The system is terribly fragile, which is why it keeps happening. The U.S. consumed some 19.8 million barrels of oil a day in 2021, according to the Energy Information Administration, about 672,000 of which came from Russia, or just 3 percent. But the global market for oil is immensely complicated and interconnected, which is why gas prices in the U.S. are soaring because of a war involving a country the U.S. gets less of its oil from than it does from Colorado.

Looking around social media, political, and expert commentary—some of which has depressingly resorted to reviving the “drill baby drill” slogan—there seems to be at least some recognition that short term measures might be helpful. A growing chorus argues for extending work from home policies, even though some research suggests people drive more when they work from home.
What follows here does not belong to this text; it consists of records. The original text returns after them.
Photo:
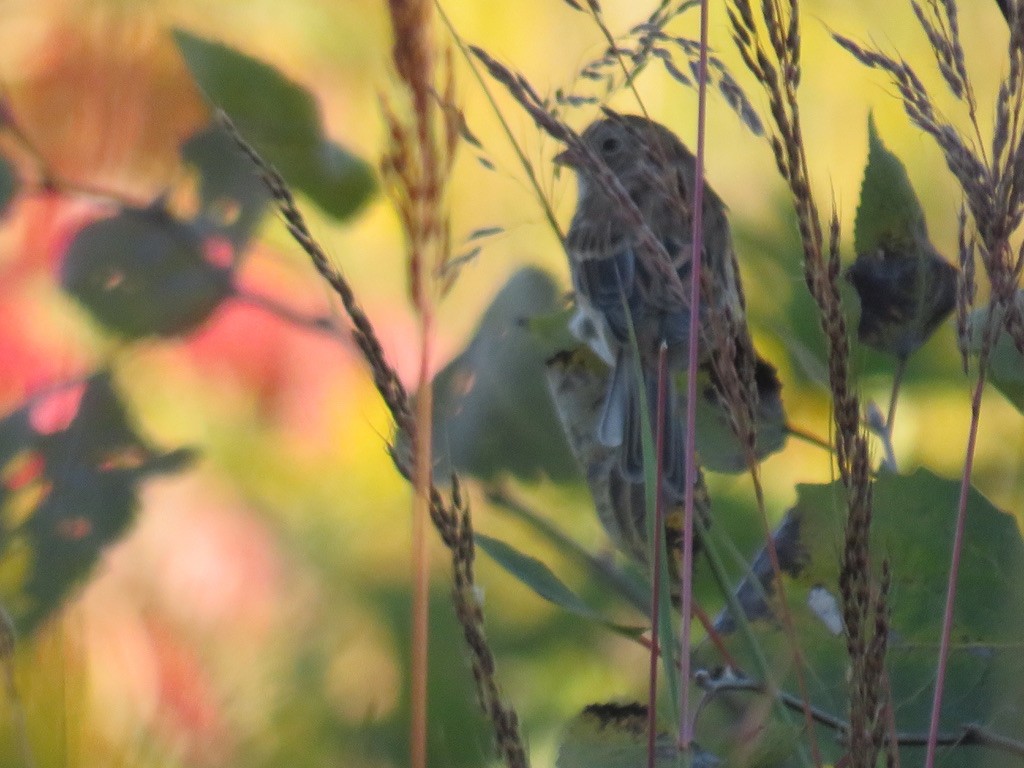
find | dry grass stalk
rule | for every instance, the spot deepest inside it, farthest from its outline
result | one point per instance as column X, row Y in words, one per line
column 450, row 516
column 776, row 66
column 546, row 120
column 417, row 164
column 993, row 189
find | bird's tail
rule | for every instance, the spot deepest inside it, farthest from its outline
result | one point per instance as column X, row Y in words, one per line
column 621, row 424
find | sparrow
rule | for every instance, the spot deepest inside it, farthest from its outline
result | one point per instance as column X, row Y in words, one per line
column 623, row 284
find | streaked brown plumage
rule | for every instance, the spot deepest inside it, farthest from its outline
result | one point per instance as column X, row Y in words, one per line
column 619, row 281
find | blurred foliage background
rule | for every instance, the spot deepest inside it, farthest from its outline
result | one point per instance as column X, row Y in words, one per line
column 256, row 612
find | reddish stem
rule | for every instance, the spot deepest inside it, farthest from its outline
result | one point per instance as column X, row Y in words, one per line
column 686, row 588
column 947, row 615
column 655, row 581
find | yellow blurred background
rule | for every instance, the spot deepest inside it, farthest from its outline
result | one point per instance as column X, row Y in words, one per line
column 256, row 613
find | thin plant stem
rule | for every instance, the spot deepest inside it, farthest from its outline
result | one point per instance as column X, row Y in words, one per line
column 809, row 438
column 655, row 581
column 420, row 555
column 686, row 587
column 947, row 614
column 322, row 324
column 894, row 397
column 710, row 551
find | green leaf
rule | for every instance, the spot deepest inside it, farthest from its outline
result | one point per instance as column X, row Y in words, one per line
column 142, row 272
column 66, row 495
column 282, row 120
column 906, row 289
column 1006, row 366
column 889, row 214
column 232, row 197
column 492, row 411
column 8, row 183
column 912, row 525
column 543, row 581
column 614, row 735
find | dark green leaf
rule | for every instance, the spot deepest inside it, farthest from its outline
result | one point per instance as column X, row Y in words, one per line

And any conversation about shifting the nation’s energy policies necessarily involves reckoning with how it will affect emissions. 

However, these discussions only highlight how little has changed since previous gas price surges. The only long-term change with any momentum in public discourse or political circles is extracting more fossil fuels (albeit with more pushback than previous cycles because of climate change). Any other policies that could actually help right now reveal just how limited the options really are. 
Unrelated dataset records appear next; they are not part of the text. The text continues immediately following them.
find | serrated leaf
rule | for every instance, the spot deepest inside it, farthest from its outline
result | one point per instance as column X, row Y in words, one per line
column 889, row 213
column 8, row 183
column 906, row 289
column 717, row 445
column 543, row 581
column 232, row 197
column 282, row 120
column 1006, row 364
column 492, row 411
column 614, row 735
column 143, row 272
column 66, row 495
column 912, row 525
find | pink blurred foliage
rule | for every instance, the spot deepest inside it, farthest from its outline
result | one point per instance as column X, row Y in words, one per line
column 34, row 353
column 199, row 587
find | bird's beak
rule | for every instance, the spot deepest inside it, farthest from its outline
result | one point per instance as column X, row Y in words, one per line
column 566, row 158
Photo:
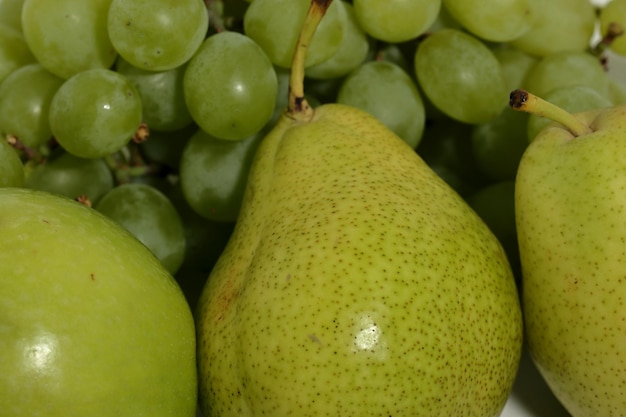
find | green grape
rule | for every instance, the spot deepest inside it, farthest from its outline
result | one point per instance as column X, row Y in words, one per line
column 157, row 35
column 614, row 12
column 396, row 20
column 388, row 93
column 71, row 176
column 214, row 172
column 515, row 65
column 11, row 167
column 460, row 76
column 617, row 91
column 162, row 97
column 444, row 20
column 95, row 113
column 11, row 13
column 394, row 53
column 498, row 145
column 149, row 216
column 568, row 68
column 498, row 21
column 275, row 26
column 495, row 205
column 14, row 51
column 166, row 148
column 447, row 149
column 558, row 25
column 25, row 97
column 68, row 36
column 575, row 98
column 352, row 50
column 227, row 98
column 205, row 239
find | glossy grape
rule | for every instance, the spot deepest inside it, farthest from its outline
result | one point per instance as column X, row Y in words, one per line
column 14, row 52
column 71, row 176
column 564, row 69
column 614, row 12
column 11, row 167
column 11, row 13
column 25, row 97
column 95, row 113
column 157, row 35
column 495, row 204
column 225, row 98
column 498, row 145
column 396, row 20
column 162, row 97
column 352, row 50
column 461, row 76
column 486, row 19
column 150, row 216
column 68, row 36
column 515, row 65
column 446, row 147
column 558, row 25
column 275, row 26
column 386, row 91
column 214, row 172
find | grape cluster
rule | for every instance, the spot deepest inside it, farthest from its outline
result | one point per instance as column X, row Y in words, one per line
column 151, row 110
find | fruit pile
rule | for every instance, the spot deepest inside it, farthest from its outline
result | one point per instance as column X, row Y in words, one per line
column 152, row 112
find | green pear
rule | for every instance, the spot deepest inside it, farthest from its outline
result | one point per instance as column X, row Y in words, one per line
column 356, row 282
column 91, row 324
column 570, row 205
Electric vehicles, just like all cars, are already in short supply thanks to the global semiconductor shortage and other supply chain issues, so there’s no point in trying to incentivize people to go out and buy EVs right now. Even an incredibly ambitious policy to inject billions of dollars into the nation’s public transit systems to run more and faster service, for example, would take time to implement by hiring and training more workers (for whom there is already a shortage) and building infrastructure, not to mention buying more buses and trains. Closing streets to make bicycling more appealing would be a great start, but that would have to be done on the local level and, because most Americans commute too far to bike, it would likely piss off more people than it would help. Redesigning streets on a huge scale to enable both would take time.
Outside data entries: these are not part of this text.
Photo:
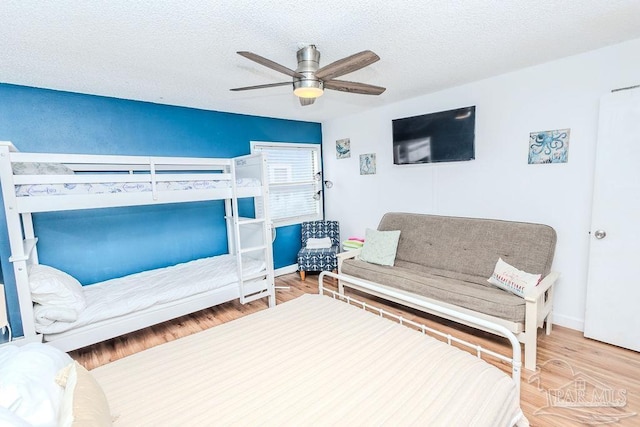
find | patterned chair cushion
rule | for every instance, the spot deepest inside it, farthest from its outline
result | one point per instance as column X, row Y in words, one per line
column 319, row 259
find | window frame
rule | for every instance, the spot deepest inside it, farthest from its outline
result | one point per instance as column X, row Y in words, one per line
column 317, row 183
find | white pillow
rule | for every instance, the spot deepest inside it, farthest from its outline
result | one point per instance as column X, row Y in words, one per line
column 36, row 168
column 511, row 279
column 380, row 247
column 315, row 243
column 9, row 419
column 27, row 382
column 50, row 286
column 84, row 402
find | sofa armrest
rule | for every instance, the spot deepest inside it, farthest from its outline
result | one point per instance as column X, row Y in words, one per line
column 349, row 254
column 346, row 255
column 542, row 287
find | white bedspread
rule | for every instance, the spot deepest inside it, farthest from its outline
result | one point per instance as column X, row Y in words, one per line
column 28, row 190
column 124, row 295
column 310, row 361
The simple but difficult answer is there is no short-term solution to ease the burden of a gas price surge when our country is so fundamentally reliant on driving everywhere. It’s a Catch-22: If we weren’t so reliant on driving, it would be easier to promote alternatives during times of rising prices, but it’s hard to promote those alternatives because most people see them as not viable or in conflict with driving everywhere.

The best path forward is also the hardest to convince people of and the most politically difficult. It is the one that gives people genuine options to not use oil or electricity created by burning oil during times of price shocks. It is a lot more domestically-produced clean energy and electric vehicles that derive power from those sources. It is a lot more—and a lot better—public transportation. It involves a lot more places where people can walk or bike to their jobs, grocery stores, and schools. 

All of those goals are perfectly achievable. But they also take a long time to enact. If history is any guide, we won’t accomplish them, because doing so requires accepting changes in society, planning for the future, and remaining committed to that plan even when the gas price surge ends. And those are not things Americans have proven willing to do. Historically, when gas prices go down, sales of gas-guzzling SUVs and pickups rebound. There’s little reason to think 2022 will be any different.